Because right now, it accounts for thousands of deaths per year in the US alone. It also affects the mental health of entire communities. Young people are losing hope, and they are not even waiting to grow up before they choose to die.
• 4,599 US suicides of youth between ages 10-24 in 2004
http://www.cdc.gov/mmwr/preview/mmwrhtml/mm5635a2.htm
Police officers, those who would be "first responders" to suicide, are also suffering from depression:
• Suicide rates jolt police culture
http://www.usatoday.com/news/nation/2007-02-08-police-suicides_x.htm
Beyond this, the rate of suicide-homicides in the US, and around the world, is on a rate of dramatic increase.

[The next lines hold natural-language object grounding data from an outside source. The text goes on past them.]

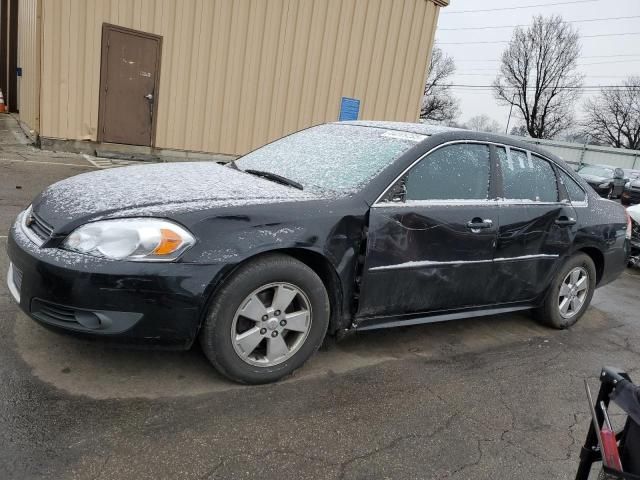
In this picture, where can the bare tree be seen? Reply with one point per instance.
(520, 131)
(613, 118)
(538, 75)
(438, 103)
(483, 123)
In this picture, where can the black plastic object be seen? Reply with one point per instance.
(628, 438)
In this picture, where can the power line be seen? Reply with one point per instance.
(496, 73)
(528, 24)
(584, 87)
(518, 8)
(507, 41)
(612, 61)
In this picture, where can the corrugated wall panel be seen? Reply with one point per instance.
(236, 74)
(29, 61)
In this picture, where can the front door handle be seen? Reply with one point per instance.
(478, 224)
(565, 221)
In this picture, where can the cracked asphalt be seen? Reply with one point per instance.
(484, 398)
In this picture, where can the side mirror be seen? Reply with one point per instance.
(398, 192)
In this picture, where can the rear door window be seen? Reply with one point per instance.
(527, 177)
(454, 172)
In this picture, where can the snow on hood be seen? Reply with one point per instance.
(156, 189)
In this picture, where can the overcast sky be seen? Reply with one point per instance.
(477, 63)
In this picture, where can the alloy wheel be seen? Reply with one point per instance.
(271, 324)
(573, 292)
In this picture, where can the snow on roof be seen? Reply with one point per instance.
(419, 128)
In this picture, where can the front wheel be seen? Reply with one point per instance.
(266, 321)
(570, 293)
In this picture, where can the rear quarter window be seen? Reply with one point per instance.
(527, 177)
(575, 191)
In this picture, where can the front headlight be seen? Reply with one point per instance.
(138, 239)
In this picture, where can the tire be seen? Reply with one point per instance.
(550, 313)
(236, 317)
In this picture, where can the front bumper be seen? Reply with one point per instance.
(132, 302)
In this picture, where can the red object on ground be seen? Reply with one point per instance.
(610, 454)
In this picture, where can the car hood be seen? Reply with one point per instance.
(156, 190)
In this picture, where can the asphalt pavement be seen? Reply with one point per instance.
(484, 398)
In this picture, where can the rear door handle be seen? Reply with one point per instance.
(565, 221)
(478, 224)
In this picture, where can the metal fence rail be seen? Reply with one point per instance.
(577, 154)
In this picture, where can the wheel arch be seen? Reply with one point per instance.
(319, 263)
(598, 260)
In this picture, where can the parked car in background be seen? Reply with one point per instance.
(634, 218)
(631, 193)
(608, 182)
(341, 227)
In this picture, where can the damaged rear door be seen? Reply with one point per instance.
(432, 236)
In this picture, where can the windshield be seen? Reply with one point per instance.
(597, 171)
(336, 157)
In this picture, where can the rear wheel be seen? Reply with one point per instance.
(266, 321)
(570, 293)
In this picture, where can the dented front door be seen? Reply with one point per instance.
(432, 237)
(427, 258)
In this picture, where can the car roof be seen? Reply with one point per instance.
(420, 128)
(445, 134)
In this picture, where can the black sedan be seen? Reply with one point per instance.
(631, 194)
(608, 182)
(338, 228)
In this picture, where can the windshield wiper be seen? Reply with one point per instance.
(275, 178)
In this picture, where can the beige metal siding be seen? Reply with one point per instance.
(29, 61)
(236, 74)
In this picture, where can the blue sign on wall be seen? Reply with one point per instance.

In 2006, an angry milk truck driver decided to kill Amish girls:
• The Copycat Effect: Homicide = Suicide Turned Outward
http://copycateffect.blogspot.com/2006/10/homicide-suicide-turned-outward.html
In the time since I made my appeal, a Pakistani school girl is dead, blown up on a bus because a distraught young man thought his life on Earth, and her life, and the other lives lost that day were collectively worth less than his violent ideals.
I am reading right now about a Nevada police officer who committed suicide, unable to cope with the crushing psychological pressure of enforcing laws and living a normal existence in a so-called civilized nation.
What part of this debate is directly aiding the survival of such people?
The Violence Policy Center (VPC) is looking to create a database to track murder-suicides as a new and growing phenomenon:
"As of yet, no national database or tracking system exists to systematically document the toll in death and injury of murder-suicide in the United States." — American Roulete, Violence Policy Center
I see this as an immediate and present community and global concern, because it is what justified the 9/11 attackers to commit suicide while killing nearly 3,000 people and plunged the United States into international warfare.
I lost another friend this year to suicide. A classmate from college. A friend.
Humanity is losing tens of thousands of lives, and trillions of dollars. What part of "help now" do I need to express clearer?
Hence, my appeal to support a suicide prevention walk in 2008.
In return, rather than a donation, I was met with a bargain. Then an argument.
You, my own sister, came and wrote here — for what purpose exactly?
Why are you even entering into this discussion?
What goal do you wish to achieve?
What are you seeking to help achieve?
Still, on my shelf here — I'm looking at it — I have the book about George Harrison's life I bought you for your birthday a while ago. I've held onto it. I somehow misplaced your zip code. Hugh here refused to give me your phone number or provide your full address. So it was clear to me last month a lack of trust existed between us.
When you wish, email me your full address (including zip code) and I'll send you your birthday present.
Meanwhile, try to elevate the game and think about more than just ourselves in this argument. People are quite literally dying as we debate.
For those who would have hoped for something a bit less pedestrian, more in the vein of Jesus, Buddha, Aristotle or Descartes than Jerry Springer, you have my apologies this has so far been the sum, tone and point of the discourse.
However, it is quite human and typical. Welcome to the world circa 2008. We squabble while the world moves on. We fiddle as Rome burns. Heaven help us all.